Bottom line, the API should be fixed to not insert these backslashes, but until that's remedied, you can use the above to remove any backslashes that may occur.

---

In the discussion in the comments below, there seems to be enormous confusion about backslashes in strings. So, let's step back for a second and discuss "string literals". As the documentation says, a string literal is:

You can include predefined String values within your code as string literals. A string literal is a fixed sequence of textual characters surrounded by a pair of double quotes ("").

Note, a string literal is just a representation of a particular fixed sequence of characters in your code. But, this should not be confused with the underlying String object itself. The key difference between a string literal and the underlying String object is that a string literal allows one to use a backslash as an "escape" character, used when representing special characters (or doing string interpolation). As the documentation says:

String literals can include the following special characters:

• The escaped special characters \0 (null character), \\ (backslash), \t (horizontal tab), \n (line feed), \r (carriage return), \" (double quote) and \' (single quote)
• An arbitrary Unicode scalar, written as \u{n}, where n is a 1–8 digit hexadecimal number with a value equal to a valid Unicode code point

So, you are correct that in a string literal, as the excerpt you quoted above points out, you cannot have an unescaped backslash. Thus, whenever you want to represent a single backslash in a string literal, you represent that with a \\.

Thus the above stringByReplacingOccurrencesOfString means "look through the string1, find all occurrences of a single backslash, and replace them with an empty string (i.e. remove the backslash)."

Consider:

let string1 = "foo\\bar"

print(string1)                    // this will print "foo\bar"
print(string1.characters.count)   // this will print "7", not "8"

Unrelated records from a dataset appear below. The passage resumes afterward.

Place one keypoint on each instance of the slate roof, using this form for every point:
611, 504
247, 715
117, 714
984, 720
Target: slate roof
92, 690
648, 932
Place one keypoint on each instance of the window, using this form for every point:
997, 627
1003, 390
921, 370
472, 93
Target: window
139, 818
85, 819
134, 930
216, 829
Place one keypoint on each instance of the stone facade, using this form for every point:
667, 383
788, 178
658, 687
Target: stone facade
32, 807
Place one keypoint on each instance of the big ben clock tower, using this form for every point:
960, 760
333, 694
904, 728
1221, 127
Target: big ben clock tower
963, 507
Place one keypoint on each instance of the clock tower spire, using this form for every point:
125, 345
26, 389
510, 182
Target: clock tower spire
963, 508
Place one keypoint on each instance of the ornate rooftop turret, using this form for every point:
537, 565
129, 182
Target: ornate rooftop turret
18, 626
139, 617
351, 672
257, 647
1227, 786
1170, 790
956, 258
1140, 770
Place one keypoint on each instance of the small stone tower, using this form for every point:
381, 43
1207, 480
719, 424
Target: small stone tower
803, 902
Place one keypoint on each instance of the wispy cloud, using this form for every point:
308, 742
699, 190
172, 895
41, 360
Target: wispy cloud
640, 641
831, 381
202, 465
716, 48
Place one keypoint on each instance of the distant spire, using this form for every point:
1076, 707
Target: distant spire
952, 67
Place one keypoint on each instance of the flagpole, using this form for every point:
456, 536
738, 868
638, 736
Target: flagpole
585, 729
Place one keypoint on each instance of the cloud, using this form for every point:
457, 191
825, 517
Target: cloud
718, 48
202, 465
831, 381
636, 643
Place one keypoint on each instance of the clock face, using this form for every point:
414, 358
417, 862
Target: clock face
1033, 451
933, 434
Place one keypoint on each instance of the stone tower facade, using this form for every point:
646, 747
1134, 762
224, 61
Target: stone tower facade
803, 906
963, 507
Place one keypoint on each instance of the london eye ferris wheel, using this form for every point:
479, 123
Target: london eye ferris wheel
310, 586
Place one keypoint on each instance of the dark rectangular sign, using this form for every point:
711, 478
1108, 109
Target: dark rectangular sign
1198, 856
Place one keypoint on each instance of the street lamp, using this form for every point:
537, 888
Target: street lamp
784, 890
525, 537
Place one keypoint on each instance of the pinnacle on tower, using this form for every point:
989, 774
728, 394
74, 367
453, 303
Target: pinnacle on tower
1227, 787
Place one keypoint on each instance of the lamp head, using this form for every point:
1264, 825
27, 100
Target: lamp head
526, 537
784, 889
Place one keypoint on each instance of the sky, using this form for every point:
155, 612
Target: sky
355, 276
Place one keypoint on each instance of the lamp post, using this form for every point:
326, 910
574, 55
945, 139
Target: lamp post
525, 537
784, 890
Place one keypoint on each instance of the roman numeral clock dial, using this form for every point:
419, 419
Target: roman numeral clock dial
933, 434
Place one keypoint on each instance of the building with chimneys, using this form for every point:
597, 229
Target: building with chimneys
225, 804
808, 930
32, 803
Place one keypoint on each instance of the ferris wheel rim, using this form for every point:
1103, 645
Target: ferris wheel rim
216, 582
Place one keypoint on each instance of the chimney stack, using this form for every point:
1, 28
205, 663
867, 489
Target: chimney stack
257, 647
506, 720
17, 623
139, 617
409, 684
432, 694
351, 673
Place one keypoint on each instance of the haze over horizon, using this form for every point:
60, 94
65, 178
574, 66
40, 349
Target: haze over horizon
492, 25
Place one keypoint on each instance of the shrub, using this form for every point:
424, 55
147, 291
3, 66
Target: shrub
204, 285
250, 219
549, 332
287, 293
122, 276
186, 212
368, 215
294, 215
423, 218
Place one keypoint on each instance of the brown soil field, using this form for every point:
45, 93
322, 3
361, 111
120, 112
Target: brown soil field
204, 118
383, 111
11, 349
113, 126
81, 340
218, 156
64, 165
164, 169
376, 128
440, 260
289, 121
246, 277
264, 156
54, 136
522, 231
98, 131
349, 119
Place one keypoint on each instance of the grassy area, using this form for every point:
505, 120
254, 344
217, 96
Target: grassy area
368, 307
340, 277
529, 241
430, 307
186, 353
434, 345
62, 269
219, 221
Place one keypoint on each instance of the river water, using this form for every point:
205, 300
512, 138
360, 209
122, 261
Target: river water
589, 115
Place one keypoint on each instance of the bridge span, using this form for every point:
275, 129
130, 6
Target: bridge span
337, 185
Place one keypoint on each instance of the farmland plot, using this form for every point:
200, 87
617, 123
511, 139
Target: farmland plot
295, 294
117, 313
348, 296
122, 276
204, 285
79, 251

let string2 = string1.stringByReplacingOccurrencesOfString("\\", withString: "")

print(string2)                    // this will print "foobar"
print(string2.characters.count)   // this will print "6"

A little confusingly, if you look at string1 in the "Variables" view of the "Debug" panel or within playground, it will show a string literal representation (i.e. backslashes will appear as "\\"). But don't be confused. When you see \\ in the string literal, there is actually only a single backslash within the actual string. But if you print the value or look at the actual characters, there is only a single backslash in the string, itself.

In short, do not conflate the escaping of the backslash within a string literal (for example, the parameters to stringByReplacingOccurrencesOfString) and the single backslash that exists in the underlying string.